Graphics Cards

Radeon HD 5870 Reviews



NDAs up are up, reviews are plenty and the Radeon 5870 leaves too little good thoughts in my mind.

Summing the reviews up, for the impatient:

Performance you might have already read about, it's quite similar to AMD's internal testing, although deflated by 20%, averaging about 40% better performance than the GTX285, GTX 275 and Radeon HD 4890.

If you want the a great gaming rig without looking at cost, go for two Radeon HD 5870 in CrossFire(it's a lot more interesting than Triple SLI for lots of reasons). If you are more sensible or don't have the money, wait for the Radeon 5850 or go for the cheaper Radeon HD 4890 while giving up DX11 support for a while. If any of the new features interest you - and DX11 should - you really have to wait for the Radeon HD 5850, which is expected next week. $129 more for a card that won't deliver 50% more performance isn't a very good deal.

Eyeffinity is an interesting technolgy, exciting even, but the issue of cost and cheap monitors quality is too big IMO. For enthusiasts that should move you towards AMD's cards despite what Nvidia currently has on the market and what may come ahead. There's a strong issue when using three monitors, as you can only use two DVIs and the DisplayPort output, which needs either an expensive DP monitor or an active adapter that may cost more than $100.

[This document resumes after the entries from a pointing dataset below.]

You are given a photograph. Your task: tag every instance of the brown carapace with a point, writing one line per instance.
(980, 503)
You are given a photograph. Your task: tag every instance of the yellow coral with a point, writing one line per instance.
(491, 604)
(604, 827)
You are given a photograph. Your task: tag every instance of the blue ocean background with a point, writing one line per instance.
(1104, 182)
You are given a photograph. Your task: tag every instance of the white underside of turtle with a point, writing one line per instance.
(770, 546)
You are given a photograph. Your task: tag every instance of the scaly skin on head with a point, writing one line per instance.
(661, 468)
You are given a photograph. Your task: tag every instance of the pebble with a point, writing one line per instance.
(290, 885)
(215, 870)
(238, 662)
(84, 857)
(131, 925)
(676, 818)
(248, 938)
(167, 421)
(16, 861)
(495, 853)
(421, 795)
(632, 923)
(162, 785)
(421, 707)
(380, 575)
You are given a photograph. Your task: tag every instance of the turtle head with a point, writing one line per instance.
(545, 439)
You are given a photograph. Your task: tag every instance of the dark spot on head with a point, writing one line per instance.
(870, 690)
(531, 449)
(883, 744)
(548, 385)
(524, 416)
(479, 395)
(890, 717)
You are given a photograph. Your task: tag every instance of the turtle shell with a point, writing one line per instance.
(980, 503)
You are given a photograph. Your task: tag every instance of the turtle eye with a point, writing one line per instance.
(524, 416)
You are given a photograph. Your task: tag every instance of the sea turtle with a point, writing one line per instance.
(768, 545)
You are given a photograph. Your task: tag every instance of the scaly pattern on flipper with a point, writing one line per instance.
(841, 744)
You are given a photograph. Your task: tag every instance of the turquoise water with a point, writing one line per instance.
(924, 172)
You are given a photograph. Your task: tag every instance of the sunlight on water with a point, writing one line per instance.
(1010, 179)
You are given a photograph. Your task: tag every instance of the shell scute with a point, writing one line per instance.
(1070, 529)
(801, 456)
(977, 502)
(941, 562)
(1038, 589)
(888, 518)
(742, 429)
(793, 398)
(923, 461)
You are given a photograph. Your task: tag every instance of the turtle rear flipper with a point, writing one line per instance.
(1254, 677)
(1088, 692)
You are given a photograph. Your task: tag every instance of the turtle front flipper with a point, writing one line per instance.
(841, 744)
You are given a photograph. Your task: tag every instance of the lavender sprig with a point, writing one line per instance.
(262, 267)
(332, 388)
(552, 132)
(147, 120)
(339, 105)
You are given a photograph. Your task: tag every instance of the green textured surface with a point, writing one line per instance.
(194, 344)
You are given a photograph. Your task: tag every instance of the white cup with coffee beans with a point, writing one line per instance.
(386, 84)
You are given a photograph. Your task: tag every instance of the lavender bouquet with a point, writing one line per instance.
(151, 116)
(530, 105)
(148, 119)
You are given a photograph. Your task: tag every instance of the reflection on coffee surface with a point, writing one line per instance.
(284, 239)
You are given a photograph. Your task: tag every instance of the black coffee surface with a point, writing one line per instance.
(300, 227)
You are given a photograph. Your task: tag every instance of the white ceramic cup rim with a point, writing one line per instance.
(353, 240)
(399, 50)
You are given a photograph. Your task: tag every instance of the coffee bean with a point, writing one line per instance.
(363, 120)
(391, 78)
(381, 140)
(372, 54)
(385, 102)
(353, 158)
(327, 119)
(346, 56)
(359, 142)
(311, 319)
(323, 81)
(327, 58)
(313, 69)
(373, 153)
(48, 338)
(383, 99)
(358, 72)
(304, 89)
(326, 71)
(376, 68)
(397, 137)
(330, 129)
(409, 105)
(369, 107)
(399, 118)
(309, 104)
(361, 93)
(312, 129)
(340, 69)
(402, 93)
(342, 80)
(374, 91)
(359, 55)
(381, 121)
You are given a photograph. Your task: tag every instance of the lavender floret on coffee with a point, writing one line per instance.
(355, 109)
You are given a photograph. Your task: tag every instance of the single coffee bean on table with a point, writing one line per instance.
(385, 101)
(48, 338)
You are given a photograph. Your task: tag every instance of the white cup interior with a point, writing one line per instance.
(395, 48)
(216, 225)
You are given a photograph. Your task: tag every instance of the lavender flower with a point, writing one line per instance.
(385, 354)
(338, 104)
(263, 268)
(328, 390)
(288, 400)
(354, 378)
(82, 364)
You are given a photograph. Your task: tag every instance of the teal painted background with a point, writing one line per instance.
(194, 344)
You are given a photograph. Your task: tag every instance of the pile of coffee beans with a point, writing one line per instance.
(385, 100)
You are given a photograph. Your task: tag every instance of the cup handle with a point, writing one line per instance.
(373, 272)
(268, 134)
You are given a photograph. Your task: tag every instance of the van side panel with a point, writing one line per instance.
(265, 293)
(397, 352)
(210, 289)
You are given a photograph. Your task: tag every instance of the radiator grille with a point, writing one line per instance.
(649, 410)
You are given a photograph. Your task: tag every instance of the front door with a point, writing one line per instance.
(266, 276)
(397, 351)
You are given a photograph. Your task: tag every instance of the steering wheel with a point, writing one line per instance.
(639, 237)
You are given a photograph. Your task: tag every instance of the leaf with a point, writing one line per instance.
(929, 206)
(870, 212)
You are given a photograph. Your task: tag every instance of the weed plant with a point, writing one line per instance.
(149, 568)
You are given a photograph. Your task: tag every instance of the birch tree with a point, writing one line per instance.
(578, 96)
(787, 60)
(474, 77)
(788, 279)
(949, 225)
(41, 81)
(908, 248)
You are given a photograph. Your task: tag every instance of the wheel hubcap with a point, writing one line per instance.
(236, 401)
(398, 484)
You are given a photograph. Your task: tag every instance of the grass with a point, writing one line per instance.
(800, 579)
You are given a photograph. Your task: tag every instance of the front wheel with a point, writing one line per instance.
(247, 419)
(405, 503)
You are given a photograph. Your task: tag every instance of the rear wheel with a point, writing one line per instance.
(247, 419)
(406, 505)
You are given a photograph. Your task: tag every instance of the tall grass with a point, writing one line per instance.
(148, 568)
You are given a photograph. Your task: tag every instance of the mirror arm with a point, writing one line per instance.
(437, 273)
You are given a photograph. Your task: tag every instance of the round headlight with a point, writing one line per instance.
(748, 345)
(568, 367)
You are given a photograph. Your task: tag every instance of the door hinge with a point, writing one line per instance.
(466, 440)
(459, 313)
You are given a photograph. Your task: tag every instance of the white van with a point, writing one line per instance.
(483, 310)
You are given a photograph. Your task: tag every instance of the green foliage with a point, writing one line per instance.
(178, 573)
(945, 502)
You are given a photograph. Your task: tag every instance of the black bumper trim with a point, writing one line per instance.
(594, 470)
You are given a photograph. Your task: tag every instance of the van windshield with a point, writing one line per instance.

Let's dwelve deeper now, into other problems that spoil an otherwise good GPU:

Power consumption and cooling

There's a problem with Furmark/OCCT and AMD cards, mentioned by Ryan Smith at AnandTech, which affects the RV770 also:
That problem reared its head a lot for the RV770 in particular, with the rise in popularity of stress testing programs like FurMark and OCCT. Although stress testers on the CPU side are nothing new, FurMark and OCCT heralded a new generation of GPU stress testers that were extremely effective in generating a maximum load. Unfortunately for RV770, the maximum possible load and the TDP are pretty far apart, which becomes a problem since the VRMs used in a card only need to be spec’d to meet the TDP of a card plus some safety room. They don’t need to be able to meet whatever the true maximum load of a card can be, as it should never happen.
"We never thought those 160 5-way shaders would actually be put good use, but we're calling it 800 shaders the same so we can have us some marketing uphand!"
Why is this? AMD believes that the instruction streams generated by OCCT and FurMark are entirely unrealistic.
"Madness, we say!"
They try to hit everything at once, and this is something that they don’t believe a game or even a GPGPU application would ever do.
Marketing, ya know. Like "Prescott", remember?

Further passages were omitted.